As with most college freshmen, there comes a moment - after you’ve settled into your classes, learned how to live with roommates, and spent the better part of several afternoons getting hopelessly lost on campus - when you start looking beyond your personal concerns and begin realizing (perhaps for the first time) that the world doesn’t end at your front door. Universities are potent incubators for social causes, and I was lucky enough to attend one that puts an emphasis on community involvement and giving back. Colorado State University in Fort Collins is well-known for its volunteer programs, and I was encouraged along with my peers to reach out to local nonprofit organizations.
I had participated in a number of community service projects in my pre-college years, but my first experience with local volunteerism in my new Fort Collins community was with Habitat for Humanity. I showed up bright and early on a Saturday morning with a group of others from my freshman dorm, where we got a crash course in safety from the dedicated volunteers who form the core of the Habitat crew.
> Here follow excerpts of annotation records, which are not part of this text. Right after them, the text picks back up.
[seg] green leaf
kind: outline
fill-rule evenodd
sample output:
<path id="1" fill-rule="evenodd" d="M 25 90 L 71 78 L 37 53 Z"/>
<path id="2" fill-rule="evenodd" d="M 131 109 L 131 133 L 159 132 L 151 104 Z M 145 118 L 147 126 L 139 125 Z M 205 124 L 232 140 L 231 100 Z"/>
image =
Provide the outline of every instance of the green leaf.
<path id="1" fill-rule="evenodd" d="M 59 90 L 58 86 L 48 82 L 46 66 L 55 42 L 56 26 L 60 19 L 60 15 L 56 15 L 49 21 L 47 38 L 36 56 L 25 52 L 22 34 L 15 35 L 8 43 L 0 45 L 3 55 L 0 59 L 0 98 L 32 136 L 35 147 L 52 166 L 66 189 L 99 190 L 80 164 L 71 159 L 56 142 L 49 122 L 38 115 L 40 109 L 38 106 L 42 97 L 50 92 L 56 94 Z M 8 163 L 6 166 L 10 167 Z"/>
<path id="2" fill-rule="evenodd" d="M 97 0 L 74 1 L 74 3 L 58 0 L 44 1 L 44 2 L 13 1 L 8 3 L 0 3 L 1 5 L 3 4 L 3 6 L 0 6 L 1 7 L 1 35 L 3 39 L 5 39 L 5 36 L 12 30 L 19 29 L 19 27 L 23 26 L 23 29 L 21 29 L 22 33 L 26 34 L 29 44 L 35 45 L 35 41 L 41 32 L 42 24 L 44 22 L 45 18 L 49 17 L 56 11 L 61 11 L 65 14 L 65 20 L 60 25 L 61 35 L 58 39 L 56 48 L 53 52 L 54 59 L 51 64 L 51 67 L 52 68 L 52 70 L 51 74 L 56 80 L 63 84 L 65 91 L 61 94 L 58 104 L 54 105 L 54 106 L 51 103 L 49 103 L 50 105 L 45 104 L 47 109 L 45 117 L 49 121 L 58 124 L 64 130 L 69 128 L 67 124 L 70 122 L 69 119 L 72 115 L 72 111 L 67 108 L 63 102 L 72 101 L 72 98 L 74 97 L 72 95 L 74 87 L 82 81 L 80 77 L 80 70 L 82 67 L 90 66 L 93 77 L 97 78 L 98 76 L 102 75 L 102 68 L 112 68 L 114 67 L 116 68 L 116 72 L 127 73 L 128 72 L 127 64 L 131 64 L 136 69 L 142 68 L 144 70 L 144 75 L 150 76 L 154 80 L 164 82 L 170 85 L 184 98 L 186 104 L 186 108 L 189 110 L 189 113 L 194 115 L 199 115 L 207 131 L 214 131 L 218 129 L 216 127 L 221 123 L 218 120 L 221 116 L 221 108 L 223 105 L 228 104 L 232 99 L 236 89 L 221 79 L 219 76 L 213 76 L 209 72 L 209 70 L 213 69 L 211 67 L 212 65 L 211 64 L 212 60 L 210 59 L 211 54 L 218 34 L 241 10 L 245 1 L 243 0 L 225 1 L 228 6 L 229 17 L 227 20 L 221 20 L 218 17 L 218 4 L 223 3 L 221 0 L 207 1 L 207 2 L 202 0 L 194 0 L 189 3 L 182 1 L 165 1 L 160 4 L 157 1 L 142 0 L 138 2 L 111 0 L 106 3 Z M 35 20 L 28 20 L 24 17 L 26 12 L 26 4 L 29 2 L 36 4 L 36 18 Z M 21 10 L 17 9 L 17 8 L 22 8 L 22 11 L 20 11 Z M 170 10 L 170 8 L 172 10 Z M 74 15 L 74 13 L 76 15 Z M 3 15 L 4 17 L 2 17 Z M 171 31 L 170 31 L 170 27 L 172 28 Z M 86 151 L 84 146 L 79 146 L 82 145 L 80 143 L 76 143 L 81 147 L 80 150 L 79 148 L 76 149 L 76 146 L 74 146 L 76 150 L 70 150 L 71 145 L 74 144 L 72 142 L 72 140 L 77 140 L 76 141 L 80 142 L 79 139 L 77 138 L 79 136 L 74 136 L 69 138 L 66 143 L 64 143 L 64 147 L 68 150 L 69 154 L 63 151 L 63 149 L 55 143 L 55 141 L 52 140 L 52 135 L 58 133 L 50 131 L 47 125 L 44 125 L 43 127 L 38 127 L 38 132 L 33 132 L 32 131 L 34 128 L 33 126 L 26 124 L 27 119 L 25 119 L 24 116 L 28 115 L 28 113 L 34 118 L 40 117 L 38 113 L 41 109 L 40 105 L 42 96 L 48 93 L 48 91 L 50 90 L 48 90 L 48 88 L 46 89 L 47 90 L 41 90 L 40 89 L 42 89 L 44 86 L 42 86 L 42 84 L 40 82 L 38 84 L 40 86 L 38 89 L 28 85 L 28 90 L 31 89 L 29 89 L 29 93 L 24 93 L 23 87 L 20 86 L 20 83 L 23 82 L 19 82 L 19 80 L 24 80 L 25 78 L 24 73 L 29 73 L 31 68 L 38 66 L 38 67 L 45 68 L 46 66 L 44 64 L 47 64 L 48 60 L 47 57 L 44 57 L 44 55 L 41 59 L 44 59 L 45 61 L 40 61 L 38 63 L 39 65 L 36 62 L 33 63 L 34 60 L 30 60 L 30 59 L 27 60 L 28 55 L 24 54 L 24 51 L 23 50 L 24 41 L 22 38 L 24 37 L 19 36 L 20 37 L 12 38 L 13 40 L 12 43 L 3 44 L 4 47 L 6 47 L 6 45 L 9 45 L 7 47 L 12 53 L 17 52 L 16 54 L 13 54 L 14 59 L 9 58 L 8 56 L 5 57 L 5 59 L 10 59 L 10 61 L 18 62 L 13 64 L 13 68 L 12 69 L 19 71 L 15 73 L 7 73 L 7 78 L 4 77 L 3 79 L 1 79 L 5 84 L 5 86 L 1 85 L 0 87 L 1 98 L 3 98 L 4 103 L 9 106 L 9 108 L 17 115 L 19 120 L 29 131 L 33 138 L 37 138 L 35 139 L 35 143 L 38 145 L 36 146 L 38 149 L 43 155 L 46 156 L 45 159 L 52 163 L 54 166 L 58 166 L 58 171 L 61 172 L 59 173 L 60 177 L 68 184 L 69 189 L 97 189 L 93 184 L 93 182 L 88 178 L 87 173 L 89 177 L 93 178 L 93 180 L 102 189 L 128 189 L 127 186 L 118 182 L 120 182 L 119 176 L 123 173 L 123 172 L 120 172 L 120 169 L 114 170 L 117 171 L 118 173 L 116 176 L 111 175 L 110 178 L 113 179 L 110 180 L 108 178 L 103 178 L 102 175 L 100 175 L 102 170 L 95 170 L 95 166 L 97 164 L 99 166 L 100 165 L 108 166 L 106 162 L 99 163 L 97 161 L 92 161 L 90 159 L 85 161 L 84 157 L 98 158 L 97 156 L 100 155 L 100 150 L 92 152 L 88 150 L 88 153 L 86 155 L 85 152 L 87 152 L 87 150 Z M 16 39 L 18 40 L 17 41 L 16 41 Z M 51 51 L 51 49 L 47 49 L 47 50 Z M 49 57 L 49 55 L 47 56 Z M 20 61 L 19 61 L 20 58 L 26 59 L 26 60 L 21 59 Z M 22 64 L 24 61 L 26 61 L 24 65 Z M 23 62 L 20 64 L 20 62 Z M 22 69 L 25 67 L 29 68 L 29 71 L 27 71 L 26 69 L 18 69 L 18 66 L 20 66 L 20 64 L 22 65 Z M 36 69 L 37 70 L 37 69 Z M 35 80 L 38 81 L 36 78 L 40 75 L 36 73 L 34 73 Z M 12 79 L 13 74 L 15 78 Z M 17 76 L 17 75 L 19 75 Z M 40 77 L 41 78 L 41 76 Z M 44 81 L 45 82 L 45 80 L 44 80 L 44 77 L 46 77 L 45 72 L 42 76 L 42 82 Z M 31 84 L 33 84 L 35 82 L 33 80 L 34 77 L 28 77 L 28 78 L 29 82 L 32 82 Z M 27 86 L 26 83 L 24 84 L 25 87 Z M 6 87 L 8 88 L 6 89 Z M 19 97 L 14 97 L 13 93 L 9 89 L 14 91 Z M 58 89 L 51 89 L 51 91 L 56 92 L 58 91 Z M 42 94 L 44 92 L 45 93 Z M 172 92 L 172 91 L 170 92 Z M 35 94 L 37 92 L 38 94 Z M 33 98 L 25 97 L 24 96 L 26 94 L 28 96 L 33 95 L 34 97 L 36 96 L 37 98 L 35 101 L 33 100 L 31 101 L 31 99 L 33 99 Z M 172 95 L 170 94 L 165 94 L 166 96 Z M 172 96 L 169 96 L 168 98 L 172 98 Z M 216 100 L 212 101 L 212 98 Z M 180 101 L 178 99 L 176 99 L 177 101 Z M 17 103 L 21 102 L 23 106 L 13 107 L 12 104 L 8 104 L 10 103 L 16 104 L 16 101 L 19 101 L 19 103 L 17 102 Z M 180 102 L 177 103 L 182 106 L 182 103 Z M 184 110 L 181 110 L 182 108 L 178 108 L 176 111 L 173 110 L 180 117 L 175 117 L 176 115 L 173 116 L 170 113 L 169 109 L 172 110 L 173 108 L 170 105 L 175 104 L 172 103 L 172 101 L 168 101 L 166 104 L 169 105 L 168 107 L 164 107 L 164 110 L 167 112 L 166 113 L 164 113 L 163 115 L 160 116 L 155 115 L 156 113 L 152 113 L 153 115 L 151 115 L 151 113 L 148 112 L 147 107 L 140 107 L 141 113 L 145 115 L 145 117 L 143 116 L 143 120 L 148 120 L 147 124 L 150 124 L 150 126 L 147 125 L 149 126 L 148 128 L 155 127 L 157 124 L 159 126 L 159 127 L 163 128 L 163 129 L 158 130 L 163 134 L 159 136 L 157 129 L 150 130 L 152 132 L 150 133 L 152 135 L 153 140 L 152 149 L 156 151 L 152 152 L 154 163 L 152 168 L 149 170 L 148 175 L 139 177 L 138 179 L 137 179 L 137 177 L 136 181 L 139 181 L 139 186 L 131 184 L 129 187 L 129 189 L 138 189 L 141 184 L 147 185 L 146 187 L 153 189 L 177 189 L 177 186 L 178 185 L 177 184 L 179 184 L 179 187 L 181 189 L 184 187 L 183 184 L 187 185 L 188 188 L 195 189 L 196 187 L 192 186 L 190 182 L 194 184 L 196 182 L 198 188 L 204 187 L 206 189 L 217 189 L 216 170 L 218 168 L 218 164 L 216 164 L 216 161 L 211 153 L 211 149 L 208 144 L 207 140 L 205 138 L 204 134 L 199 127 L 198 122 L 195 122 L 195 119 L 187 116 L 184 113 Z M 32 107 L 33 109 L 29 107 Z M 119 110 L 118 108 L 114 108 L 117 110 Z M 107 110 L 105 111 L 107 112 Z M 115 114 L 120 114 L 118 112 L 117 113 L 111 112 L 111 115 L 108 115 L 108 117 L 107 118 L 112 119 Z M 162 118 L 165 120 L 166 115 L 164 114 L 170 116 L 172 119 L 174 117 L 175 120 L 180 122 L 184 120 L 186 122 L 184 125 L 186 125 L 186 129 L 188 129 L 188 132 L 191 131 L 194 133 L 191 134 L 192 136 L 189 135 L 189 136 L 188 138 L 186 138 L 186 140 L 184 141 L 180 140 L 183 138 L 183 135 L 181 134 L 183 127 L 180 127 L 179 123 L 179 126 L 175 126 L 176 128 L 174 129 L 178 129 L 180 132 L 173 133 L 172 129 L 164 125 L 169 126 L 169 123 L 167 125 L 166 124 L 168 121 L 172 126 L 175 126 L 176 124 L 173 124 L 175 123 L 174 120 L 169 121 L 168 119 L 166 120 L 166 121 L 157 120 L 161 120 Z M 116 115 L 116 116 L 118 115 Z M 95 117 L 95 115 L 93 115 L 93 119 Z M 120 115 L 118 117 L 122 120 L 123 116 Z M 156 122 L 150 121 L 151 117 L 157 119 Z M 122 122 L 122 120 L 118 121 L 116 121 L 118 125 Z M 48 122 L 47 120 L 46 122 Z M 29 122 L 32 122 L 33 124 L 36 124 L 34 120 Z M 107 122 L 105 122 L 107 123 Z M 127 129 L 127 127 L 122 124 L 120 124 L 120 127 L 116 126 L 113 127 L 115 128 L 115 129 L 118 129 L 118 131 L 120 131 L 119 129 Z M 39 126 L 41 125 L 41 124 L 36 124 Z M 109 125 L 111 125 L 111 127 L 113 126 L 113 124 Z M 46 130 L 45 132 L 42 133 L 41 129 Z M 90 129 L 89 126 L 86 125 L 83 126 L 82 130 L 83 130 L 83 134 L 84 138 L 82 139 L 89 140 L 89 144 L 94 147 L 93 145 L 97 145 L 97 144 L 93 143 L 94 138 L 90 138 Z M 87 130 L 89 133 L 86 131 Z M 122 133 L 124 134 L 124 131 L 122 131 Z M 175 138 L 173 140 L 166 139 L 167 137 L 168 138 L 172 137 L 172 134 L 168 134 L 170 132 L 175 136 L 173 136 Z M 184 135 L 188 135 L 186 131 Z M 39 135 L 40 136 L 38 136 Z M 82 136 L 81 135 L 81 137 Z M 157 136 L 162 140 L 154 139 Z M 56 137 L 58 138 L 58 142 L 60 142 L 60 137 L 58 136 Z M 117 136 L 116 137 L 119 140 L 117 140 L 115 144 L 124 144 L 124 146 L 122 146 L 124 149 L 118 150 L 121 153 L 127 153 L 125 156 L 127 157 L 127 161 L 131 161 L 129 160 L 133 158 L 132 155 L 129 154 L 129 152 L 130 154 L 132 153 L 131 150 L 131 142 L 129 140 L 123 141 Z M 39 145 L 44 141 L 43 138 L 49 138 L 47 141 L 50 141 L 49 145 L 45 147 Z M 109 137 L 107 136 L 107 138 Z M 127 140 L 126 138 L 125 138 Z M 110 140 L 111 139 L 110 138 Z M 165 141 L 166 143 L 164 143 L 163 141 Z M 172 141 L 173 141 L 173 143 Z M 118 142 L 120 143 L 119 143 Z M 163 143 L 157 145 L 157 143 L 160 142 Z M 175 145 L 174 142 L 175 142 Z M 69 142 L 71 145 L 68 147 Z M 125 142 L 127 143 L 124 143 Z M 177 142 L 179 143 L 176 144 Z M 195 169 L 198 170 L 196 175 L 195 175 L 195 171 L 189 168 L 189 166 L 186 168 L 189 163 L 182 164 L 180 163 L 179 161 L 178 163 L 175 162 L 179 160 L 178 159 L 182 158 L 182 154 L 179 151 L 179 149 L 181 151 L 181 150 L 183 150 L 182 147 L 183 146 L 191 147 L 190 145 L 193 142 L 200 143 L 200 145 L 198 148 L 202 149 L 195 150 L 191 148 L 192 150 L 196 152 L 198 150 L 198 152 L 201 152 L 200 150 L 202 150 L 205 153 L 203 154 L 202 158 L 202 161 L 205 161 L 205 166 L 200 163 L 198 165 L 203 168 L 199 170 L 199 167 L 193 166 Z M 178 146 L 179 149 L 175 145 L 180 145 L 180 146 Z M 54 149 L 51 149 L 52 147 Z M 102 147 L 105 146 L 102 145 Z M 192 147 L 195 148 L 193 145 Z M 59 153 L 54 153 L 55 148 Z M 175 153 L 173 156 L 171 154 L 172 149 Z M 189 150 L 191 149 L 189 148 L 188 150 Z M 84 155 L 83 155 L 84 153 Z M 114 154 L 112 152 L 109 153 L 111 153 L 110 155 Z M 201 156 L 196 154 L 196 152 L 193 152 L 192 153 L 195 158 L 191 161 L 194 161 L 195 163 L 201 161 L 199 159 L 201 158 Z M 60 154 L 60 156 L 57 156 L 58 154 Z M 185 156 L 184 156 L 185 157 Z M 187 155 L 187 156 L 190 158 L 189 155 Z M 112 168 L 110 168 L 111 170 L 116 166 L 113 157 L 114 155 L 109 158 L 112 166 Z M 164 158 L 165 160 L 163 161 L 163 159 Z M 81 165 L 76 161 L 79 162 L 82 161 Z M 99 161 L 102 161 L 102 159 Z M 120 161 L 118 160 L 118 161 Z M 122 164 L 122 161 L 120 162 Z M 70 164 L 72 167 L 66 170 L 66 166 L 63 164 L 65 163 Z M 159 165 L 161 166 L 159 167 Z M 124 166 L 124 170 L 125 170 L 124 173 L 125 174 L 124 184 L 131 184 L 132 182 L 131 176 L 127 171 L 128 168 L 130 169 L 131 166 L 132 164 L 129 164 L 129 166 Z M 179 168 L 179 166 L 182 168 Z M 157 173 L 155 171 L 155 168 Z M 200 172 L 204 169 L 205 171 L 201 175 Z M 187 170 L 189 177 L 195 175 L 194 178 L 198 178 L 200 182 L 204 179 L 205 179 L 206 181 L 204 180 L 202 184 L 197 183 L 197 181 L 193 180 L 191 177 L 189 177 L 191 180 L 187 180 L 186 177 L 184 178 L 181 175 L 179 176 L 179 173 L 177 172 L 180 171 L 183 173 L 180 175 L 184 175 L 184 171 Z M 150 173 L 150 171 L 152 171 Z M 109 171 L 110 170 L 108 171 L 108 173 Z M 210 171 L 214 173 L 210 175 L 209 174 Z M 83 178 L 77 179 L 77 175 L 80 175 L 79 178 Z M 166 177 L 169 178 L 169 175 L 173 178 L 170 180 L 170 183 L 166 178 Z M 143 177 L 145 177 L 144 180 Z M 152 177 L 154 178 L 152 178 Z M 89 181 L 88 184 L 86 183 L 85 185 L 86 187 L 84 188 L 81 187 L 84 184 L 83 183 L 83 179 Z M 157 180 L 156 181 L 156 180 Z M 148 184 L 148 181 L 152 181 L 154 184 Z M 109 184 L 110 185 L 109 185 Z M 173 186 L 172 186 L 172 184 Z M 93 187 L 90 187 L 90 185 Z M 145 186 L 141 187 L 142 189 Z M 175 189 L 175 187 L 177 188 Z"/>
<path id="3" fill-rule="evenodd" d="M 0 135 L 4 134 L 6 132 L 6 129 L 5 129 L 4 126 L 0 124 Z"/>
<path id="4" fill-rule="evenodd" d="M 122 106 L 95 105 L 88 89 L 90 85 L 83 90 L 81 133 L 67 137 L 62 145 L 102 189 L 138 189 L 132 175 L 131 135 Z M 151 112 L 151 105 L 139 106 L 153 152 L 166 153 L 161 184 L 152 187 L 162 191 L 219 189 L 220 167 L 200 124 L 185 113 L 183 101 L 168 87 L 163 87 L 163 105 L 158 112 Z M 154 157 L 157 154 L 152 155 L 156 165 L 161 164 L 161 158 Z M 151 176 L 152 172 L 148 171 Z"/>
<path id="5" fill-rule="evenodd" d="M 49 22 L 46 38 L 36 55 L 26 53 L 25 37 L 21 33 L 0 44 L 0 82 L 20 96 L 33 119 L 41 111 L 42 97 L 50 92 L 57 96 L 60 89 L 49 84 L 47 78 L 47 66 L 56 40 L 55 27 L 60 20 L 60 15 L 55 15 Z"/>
While I was a little nervous about the responsibility of building a safe family home with absolutely zero construction knowledge, I shouldn’t have worried. There are always plenty of competent supervisors to train new volunteers, and before you know it, you’ll be standing on a ladder with a nail gun or hammering tar paper into a roof. Watching a house slowly take shape - and knowing that you played a part in its construction, and the betterment of life for its future occupants - is an experience like no other.
It’s been a long time since my first foray into the local nonprofit community, but that feeling still sticks with me. As any nonprofit accountant at Altruic Advisors could tell you, the very best part of my day is when I know I made a difference, however small, by helping a nonprofit organization create good in the world. Whether we’re reconciling a bank statement, conducting a financial audit for the board, or simply sharing our clients’ exciting news, we leave work every day with the same sense of pride and humility that I first felt as a student volunteer watching a new house go up before my eyes.